Abdou Aziz Badji Cncr « Nous avons un problème de statistiques agricoles au Sénégal »

Le Coordonnateur de l’Observatoire des Agriculteurs du Monde (WAW), M. Pierre-Marie Bosc, a tenu hier à Dakar une conférence de presse en  compagnie d’Abdou Aziz Badji du CNCR, pour partager des informations sur l’expérience sénégalaise dans le cadre des transformations des exploitations agricoles dans la région de Ziguinchor.

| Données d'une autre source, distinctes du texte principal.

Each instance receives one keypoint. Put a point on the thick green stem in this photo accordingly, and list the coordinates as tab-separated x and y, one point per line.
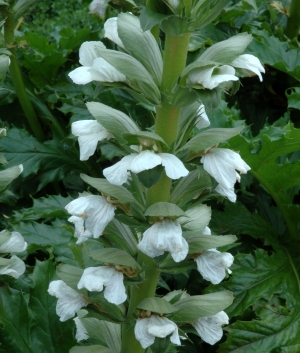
293	24
18	81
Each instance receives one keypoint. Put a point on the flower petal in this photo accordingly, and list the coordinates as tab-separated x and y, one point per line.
175	169
69	301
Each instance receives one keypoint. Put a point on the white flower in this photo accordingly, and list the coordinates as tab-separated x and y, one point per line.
111	31
221	164
211	76
145	160
249	64
13	267
95	278
96	213
69	301
202	118
164	236
81	332
89	133
98	7
147	329
94	68
228	192
210	328
15	243
212	265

Abdou Aziz Badji, du Conseil national de Concertation et de Coopération des  Ruraux (Cncr) de Ziguinchor, a indiqué hier à Dakar, qu’au Sénégal, il y a un problème de statistiques agricoles. « On a les fait rarement. Souvent  on  prend une campagne et, en faisant des extrapolations, on a des statistiques », a révélé M. Badji. Et de poursuivre : «  Même si vous allez  à  la Direction de l’Analyse, de la Prévision et des Statistiques agricoles (Dapsa), ils vont diront honnêtement qu’ils n’ont pas de statistiques agricoles fiables. Ils en font, mais elles  ne sont pas fiables ». C’est ainsi que le gouvernement du Sénégal, avec l’assistance de la FAO, dans le cadre de l’initiative World Agriculture Watch (Waw – Observatoire des Agricultures du Monde),  s’est engagé à réaliser une enquête pour recueillir les données sur le potentiel du secteur agricole, « la typologie et le suivi des exploitations agricoles ».

En effet,  ce projet a été lancé en février 2016 dans région de Ziguinchor. Le comité technique national, représenté par la Dapsa, l’Initiative  prospective  agricole  et rurale (Ipar), et le Cncr, a installé un groupe de travail pour le dispositif de suivi des domaines agricoles de cette localité du Sud du Sénégal qui suit 30 exploitations familiales de référence. Pour Abdou Aziz, ils ont commencé avec 230 exploitations familiales avant de retenir les 30 qui  tiennent compte des sous-zones agro-écologiques à l’intérieur de la région. « Dans chaque sous-zone agro-écologique, les producteurs ont leurs pratiques  agricoles et  leur façon de faire.  On doit tenir compte de ça », a expliqué le membre du Cncr. A l’en croire, ils ont constaté l’existence de quatre catégories d’exploitations familiales. Il y a des exploitations familiales très pauvres, d’autres qui dépassent la moyenne de la pauvreté mais qui sont pauvres, celles qui ont atteint leur niveau de  consommation à partir de leurs productions agricoles et enfin, des exploitations familiales qui peuvent vendre. Celles qui ont les deux derniers niveaux, dira M. Badji,  ce sont des exploitations qui sont à la fois dans l’agriculture et qui font des activités post-récoltes extra-agricoles.

Cibler les investissements en fonction des spécificités des exploitations  familiales

En visite au Sénégal après un séjour en Tunisie, M. Pierre-Marie Bosc, coordonnateur de l’Observatoire des Agriculteurs du Monde (Waw), est d’avis qu’en Tunisie, la démarche est comparable à un travail qui  a été  fait au niveau des statistiques globales alors qu’au Sénégal, l’accent est mis sur une expérimentation locale au niveau de Ziguinchor. « Dans les deux cas, on s’aperçoit effectivement d’une pauvreté rurale importante.  L’investissement dans les exploitations familiales et les services à l’agriculture doivent être des priorités si on veut vraiment s’attaquer à la racine de la pauvreté », a-t-il suggéré. Selon lui, l’expérience qu’ils ont  eue montre qu’il est possible  de nourrir les  populations avec les productions locales. Mais pour cela, il faut cibler les investissements en fonction des spécificités des exploitations familiales. Il y a des marchés qui sont importants au Sénégal et en Tunisie. « Au niveau mondial, c’est l’agriculture  familiale qui  produit l’essentiel de la nourriture, à la fois pour  les exploitants eux-mêmes et pour les marchés. C’est cette agriculture  qui fait vivre l’essentiel des populations », a conclu M. Bosc. D’après un communiqué, le  « Waw » est une initiative internationale établie en 2011 à la Fao, via un accord Fao/Cirad et ses partenaires, Ifad et l’Afd. Il vise à améliorer les capacités nationales de suivi, de compréhension des transformations agricoles et de leur impact sur le développement durable, de façon à instaurer un dialogue politique. Ainsi il prend en compte la diversité des exploitants, des structures d’exploitation et des territoires.